A mathematician, Gladys West is recognized for making key contributions to the development of the Global Positioning System (GPS). In recent years, she has received greater recognition for her contributions to creating a truly transformative technology, including induction into the United States Air Force Space and Missile Pioneers Hall of Fame in 2018 and a Webby Lifetime Achievement Award.

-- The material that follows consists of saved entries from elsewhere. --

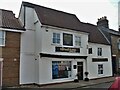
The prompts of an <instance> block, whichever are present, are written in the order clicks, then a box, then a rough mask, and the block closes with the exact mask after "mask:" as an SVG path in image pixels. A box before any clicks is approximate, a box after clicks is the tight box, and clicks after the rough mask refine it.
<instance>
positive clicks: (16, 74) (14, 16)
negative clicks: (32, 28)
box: [0, 9, 24, 86]
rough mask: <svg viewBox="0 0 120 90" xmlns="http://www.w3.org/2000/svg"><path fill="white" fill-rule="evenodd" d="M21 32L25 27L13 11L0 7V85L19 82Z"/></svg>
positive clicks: (18, 83)
mask: <svg viewBox="0 0 120 90" xmlns="http://www.w3.org/2000/svg"><path fill="white" fill-rule="evenodd" d="M21 32H24V28H22V26H21V25H20V22H19V20H18V19H17V18H15V16H14V14H13V12H12V11H9V10H3V9H0V70H1V71H0V76H1V77H2V78H1V79H0V80H1V81H0V85H3V86H12V85H18V84H19V82H18V81H19V65H20V64H19V62H20V38H21Z"/></svg>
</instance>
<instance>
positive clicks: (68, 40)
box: [63, 33, 73, 46]
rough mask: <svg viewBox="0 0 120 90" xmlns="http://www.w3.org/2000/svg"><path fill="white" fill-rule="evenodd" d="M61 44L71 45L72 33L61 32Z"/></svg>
mask: <svg viewBox="0 0 120 90" xmlns="http://www.w3.org/2000/svg"><path fill="white" fill-rule="evenodd" d="M63 45H66V46H73V35H72V34H67V33H63Z"/></svg>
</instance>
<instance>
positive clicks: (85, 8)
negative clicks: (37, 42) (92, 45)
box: [0, 0, 119, 30]
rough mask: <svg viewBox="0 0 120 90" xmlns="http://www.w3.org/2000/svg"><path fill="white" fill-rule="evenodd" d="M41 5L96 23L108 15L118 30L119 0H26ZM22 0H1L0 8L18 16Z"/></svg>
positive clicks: (95, 24)
mask: <svg viewBox="0 0 120 90" xmlns="http://www.w3.org/2000/svg"><path fill="white" fill-rule="evenodd" d="M24 1H26V2H31V3H34V4H38V5H41V6H45V7H49V8H52V9H56V10H60V11H64V12H68V13H72V14H75V15H76V16H77V17H78V19H79V20H80V21H82V22H86V23H91V24H95V25H96V23H97V21H98V18H101V17H104V16H107V19H108V20H109V28H111V29H114V30H118V1H119V0H24ZM21 3H22V0H0V9H6V10H12V11H13V13H15V16H16V17H18V15H19V11H20V7H21Z"/></svg>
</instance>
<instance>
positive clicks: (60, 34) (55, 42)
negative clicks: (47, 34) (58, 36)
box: [52, 32, 61, 45]
mask: <svg viewBox="0 0 120 90" xmlns="http://www.w3.org/2000/svg"><path fill="white" fill-rule="evenodd" d="M54 34H55V37H54ZM58 34H59V38H58ZM54 39H55V42H54ZM58 41H59V42H58ZM52 43H53V44H58V45H59V44H60V43H61V34H60V33H58V32H53V34H52Z"/></svg>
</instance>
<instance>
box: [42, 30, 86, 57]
mask: <svg viewBox="0 0 120 90" xmlns="http://www.w3.org/2000/svg"><path fill="white" fill-rule="evenodd" d="M47 30H48V32H46V28H43V30H42V51H41V52H42V53H49V54H58V55H70V56H71V55H73V56H76V55H77V56H86V55H87V45H88V34H83V33H81V32H75V31H70V30H65V29H61V30H59V29H53V28H47ZM53 32H57V33H60V34H61V43H60V45H56V44H53V43H52V38H53V37H52V35H53ZM63 33H68V34H73V37H74V35H79V36H81V41H82V47H79V48H80V53H68V52H55V47H56V46H59V47H73V48H76V46H75V45H73V46H64V45H63V43H62V42H63ZM73 42H75V41H74V39H73Z"/></svg>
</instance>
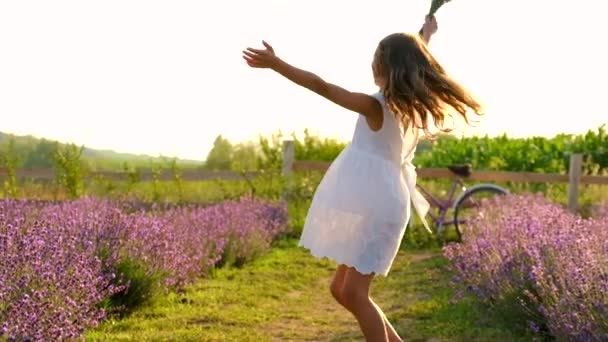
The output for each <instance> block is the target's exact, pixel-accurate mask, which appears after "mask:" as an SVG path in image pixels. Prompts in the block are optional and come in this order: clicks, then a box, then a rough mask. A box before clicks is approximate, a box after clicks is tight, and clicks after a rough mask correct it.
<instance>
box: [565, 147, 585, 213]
mask: <svg viewBox="0 0 608 342" xmlns="http://www.w3.org/2000/svg"><path fill="white" fill-rule="evenodd" d="M582 170H583V155H582V154H580V153H573V154H572V155H571V156H570V171H569V173H568V176H569V181H570V182H569V184H568V209H569V210H570V211H571V212H573V213H575V212H576V210H577V209H578V187H579V185H580V182H581V173H582Z"/></svg>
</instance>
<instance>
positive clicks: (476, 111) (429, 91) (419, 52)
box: [374, 33, 482, 137]
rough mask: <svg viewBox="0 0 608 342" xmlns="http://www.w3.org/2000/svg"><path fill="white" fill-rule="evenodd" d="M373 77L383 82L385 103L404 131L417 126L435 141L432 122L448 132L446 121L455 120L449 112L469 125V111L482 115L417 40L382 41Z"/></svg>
mask: <svg viewBox="0 0 608 342" xmlns="http://www.w3.org/2000/svg"><path fill="white" fill-rule="evenodd" d="M374 73H375V74H377V75H378V76H381V77H382V78H383V79H384V82H385V84H384V88H383V90H382V92H383V94H384V97H385V99H386V103H387V105H388V107H389V108H390V109H391V110H392V111H393V113H395V115H396V116H397V119H398V120H399V121H400V122H401V123H402V124H403V127H404V129H407V128H409V127H410V125H412V126H417V127H418V128H420V129H423V130H424V132H425V135H427V136H431V137H433V136H434V135H433V134H431V133H430V131H429V126H428V121H429V119H430V118H432V120H433V123H434V125H435V127H437V128H438V129H440V130H441V131H442V132H449V131H450V130H451V129H447V128H444V127H443V126H444V120H445V117H446V116H452V115H451V113H450V112H449V110H450V108H452V109H453V110H455V111H456V112H458V113H459V114H460V116H462V118H463V119H464V120H465V122H466V123H467V124H470V122H469V115H468V114H467V108H470V109H472V110H473V112H474V113H475V114H477V115H481V110H482V106H481V105H480V104H479V103H478V102H477V101H476V100H475V99H474V98H473V96H471V94H469V92H468V91H466V90H465V89H464V88H463V87H462V86H461V85H460V84H458V83H457V82H456V81H454V80H453V79H452V78H450V77H449V76H448V75H447V74H446V72H445V70H444V69H443V67H442V66H441V65H440V64H439V63H438V62H437V60H435V58H434V57H433V55H431V53H430V52H429V50H428V49H427V47H426V44H425V43H424V42H423V41H422V40H421V39H420V38H419V37H418V36H414V35H410V34H407V33H394V34H391V35H389V36H387V37H386V38H384V39H382V41H380V43H379V44H378V48H377V49H376V53H375V55H374ZM429 115H430V118H429ZM417 116H418V118H419V120H418V119H417Z"/></svg>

Born in 1930 to a poor farming family in Virginia, Gladys West was a gifted and driven student, going from a one-room schoolhouse in rural Virginia to obtain multiple degrees. After completing graduate school, West began a long career at Naval Surface Warfare Center Dahlgren Division in 1956. One of only four black employees, West was initially hired to work on programing and coding for the new computer systems that the Navy had recently adopted. West would work at Dahlgren for forty-two years on a variety of consequential projects.
Building a Trusted Future
As a project manager for the Seasat radar altimetry project, which launched the first satellite capable of monitoring the oceans, West programed the naval base’s sophisticated computer to calculate an extremely accurate geodetic Earth model using a variety of complex algorithms to account for gravitational, tidal, and other forces that can distort the Earth’s shape. West’s satellite geodesy models would eventually form the basis of the Global Positioning System (GPS).
West was also part of an important 1960s astronomical study that proved the regularity of Pluto’s motion relative to Neptune.
I felt proud of myself as a woman, knowing that I can do what I can do. But as a black woman, that’s another level where you have to prove to a society that hasn’t accepted you for what you are. What I did was keep trying to prove that I was as good as you are. There is no difference in the work we can do.